It’s helpful to be at the same line of work long enough to be able to be proven wrong. I’ve been working with National Alliance on Mental Illness Montana to improve Montana’s mental illness treatment system for the past 10 years. We’ve been really active on the local, state and national levels. That amount of work has brought plenty of opportunities to be wrong and we haven’t been able to avoid them all.
One of the biggest times that I was wrong was on Medicaid Expansion during the 2015 legislative session. NAMI Montana fully supported Medicaid Expansion, but I personally didn’t believe that it would be helpful to that many Montana veterans. As a veteran who works on veterans’ issues, I’m hyper sensitive to veterans being used as pawns by political parties or anyone else pushing a political agenda. I thought that the potential benefit to Montana veterans was being oversold.
Medicaid Expansion passed the Legislature in 2015. In the following years, I was proven wrong about its value to veterans. I will never forget the first time I referred a Montana veteran to Montana’s Medicaid Expansion program. The Veterans Administration wasn’t a fit for them and they were struggling to transition to civilian life. Medicaid was there for that veteran and that veteran wasn’t an anomaly. A snapshot from a single health center demonstrates the point. PureView Health Center in Helena served 418 veterans in 2018. Seventeen percent of those veterans had Medicaid as their primary insurance. That is exactly what Medicaid Expansion advocates said would happen in health care centers across the state. I didn’t believe them, but they were right.
Now we must make sure that this successful program continues in its current form. At this Legislative session, Medicaid Expansion advocates are really worried about bureaucratic requirements to report on work activities will make it harder for thousands of Montanans to access healthcare. It’s tempting not to believe them. Everyone that NAMI Montana has directed to Medicaid Expansion has been in the workforce, so in theory the work requirement shouldn’t be a problem.
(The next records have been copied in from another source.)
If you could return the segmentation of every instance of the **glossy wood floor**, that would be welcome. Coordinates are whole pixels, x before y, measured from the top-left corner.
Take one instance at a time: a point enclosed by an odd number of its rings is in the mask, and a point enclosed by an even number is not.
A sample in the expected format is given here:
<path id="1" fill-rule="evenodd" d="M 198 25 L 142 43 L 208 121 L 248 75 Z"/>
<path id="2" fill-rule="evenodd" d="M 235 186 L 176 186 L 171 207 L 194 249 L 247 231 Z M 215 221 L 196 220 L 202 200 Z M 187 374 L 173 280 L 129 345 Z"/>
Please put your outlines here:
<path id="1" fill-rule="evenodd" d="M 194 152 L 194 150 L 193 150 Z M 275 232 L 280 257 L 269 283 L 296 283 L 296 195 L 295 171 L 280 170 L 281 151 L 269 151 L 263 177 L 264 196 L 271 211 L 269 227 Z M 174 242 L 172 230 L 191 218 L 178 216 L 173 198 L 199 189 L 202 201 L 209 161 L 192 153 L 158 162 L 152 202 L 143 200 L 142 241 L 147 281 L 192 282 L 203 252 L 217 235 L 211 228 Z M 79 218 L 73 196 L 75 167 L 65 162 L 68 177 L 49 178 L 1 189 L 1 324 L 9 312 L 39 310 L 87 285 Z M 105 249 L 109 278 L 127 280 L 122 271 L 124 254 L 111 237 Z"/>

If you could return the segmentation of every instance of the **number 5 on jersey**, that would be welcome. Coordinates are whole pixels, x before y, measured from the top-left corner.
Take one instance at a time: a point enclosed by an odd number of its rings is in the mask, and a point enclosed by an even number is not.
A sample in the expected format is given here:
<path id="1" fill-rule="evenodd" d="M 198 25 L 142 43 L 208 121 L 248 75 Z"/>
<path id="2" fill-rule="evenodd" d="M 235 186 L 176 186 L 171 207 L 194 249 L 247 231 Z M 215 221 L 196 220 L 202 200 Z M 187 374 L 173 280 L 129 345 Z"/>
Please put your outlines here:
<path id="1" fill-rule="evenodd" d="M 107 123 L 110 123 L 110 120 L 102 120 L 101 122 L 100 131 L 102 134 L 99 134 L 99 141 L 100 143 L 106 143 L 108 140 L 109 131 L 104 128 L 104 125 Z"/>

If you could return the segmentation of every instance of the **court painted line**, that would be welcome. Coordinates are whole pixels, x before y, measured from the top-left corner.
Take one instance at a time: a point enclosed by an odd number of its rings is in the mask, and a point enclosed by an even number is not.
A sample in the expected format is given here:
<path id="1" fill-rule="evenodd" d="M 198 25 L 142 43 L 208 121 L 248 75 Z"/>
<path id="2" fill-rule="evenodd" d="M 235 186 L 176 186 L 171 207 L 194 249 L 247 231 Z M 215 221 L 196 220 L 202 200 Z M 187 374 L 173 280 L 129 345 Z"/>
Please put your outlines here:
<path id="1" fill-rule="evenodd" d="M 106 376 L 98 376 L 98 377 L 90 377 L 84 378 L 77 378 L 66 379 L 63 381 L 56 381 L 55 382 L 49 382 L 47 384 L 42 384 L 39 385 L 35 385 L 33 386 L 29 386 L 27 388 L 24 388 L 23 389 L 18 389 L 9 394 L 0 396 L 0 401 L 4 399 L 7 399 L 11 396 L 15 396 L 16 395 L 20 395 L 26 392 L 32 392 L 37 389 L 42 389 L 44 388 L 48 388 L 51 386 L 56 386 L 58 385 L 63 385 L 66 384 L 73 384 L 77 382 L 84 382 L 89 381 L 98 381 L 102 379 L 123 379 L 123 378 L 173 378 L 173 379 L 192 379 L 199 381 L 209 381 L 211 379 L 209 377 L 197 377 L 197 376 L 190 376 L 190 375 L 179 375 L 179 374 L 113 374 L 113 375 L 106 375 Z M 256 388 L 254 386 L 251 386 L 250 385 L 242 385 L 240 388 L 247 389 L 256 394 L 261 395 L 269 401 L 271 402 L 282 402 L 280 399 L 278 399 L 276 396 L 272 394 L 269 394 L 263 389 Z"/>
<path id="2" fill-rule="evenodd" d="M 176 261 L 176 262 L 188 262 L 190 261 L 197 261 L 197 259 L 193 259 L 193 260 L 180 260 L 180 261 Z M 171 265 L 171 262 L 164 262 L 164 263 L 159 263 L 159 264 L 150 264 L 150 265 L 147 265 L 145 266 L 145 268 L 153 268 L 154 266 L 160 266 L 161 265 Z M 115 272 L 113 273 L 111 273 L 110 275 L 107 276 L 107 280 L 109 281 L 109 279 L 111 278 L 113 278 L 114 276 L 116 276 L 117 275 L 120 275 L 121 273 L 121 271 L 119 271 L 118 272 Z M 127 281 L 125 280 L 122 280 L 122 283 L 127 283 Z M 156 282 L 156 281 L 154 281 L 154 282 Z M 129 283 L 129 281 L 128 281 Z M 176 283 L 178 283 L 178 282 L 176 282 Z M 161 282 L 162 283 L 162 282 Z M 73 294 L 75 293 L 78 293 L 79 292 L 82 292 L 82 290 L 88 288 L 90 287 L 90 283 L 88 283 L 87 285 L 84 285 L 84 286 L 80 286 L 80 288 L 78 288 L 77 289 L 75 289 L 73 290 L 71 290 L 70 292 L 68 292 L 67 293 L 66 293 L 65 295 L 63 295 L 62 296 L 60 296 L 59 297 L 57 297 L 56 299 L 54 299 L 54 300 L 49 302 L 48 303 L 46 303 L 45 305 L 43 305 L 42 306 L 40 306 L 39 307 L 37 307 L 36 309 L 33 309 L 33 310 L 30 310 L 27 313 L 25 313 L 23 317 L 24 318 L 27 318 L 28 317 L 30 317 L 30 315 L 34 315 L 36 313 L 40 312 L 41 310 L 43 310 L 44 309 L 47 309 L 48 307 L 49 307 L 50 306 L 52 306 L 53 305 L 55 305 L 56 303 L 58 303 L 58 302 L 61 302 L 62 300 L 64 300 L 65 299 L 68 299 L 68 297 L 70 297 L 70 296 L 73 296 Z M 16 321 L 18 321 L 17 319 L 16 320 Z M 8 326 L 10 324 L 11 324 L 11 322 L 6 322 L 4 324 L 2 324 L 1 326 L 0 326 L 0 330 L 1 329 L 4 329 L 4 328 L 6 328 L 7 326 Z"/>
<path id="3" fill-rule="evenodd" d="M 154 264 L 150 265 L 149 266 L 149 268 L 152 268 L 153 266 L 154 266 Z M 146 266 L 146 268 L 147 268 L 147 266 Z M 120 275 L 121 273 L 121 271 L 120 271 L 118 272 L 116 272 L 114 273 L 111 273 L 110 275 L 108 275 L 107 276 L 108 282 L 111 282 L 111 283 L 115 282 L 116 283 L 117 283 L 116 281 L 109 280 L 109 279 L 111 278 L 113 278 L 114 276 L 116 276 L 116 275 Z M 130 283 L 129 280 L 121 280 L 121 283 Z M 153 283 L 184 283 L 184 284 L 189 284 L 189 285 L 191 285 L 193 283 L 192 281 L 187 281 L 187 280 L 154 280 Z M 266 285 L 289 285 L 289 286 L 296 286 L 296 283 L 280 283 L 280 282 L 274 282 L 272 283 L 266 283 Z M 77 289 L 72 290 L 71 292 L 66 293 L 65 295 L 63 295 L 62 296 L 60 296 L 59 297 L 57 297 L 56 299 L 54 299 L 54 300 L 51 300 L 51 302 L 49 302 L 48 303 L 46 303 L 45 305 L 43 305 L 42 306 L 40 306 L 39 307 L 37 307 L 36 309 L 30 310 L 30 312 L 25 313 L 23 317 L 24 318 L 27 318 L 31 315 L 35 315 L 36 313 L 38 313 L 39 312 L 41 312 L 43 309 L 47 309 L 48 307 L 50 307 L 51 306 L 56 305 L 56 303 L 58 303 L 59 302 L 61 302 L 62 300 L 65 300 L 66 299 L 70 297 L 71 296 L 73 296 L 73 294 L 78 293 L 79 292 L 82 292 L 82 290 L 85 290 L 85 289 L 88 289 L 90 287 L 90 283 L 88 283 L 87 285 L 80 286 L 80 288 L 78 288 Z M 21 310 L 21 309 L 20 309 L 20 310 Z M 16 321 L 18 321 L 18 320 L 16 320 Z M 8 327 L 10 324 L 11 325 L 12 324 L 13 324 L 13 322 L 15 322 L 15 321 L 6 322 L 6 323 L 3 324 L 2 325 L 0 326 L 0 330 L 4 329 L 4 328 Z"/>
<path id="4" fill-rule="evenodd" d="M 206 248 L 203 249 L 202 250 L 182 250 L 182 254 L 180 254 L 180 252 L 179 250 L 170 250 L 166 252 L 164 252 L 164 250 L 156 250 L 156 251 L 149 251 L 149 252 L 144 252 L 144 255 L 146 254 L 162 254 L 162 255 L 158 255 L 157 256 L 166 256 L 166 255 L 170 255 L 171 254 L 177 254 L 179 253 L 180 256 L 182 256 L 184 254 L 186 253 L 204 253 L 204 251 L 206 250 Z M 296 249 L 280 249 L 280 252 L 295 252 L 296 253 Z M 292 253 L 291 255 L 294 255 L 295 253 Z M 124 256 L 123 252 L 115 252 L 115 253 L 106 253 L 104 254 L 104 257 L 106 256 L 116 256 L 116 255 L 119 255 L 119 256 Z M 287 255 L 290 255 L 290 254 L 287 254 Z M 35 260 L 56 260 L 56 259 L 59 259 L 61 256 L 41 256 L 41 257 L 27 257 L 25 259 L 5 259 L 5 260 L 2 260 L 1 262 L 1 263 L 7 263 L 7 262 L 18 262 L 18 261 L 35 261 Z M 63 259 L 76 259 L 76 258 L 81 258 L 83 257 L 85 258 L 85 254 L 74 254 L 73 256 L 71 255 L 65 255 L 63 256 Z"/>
The reality is that the Medicaid work requirement would lead to a major investment in a “work requirement tracking” computer system with some type of “online work tracking” portal and significant efforts by Department of Public Health and Human Services to try to quantify how many hours individual low income Montanans are working. This predictable bureaucratic nightmare will lead to people losing health insurance when they most need it. It’s been a mess in other states and will be a mess here.
We are better off strengthening Montana’s existing Health and Economic Livelihood Partnership Link (HELP-Link) which provides workforce training to unemployed Medicaid enrollees who face barriers to work such as limited skills and lack of access to support such as childcare and transportation. HELP-Link has already reached 25,000 Montana Medicaid recipients since its launch. It’s helping more people join the workforce. Achieving the same goal as the work requirements, but without the bureaucratic-technical train wreck.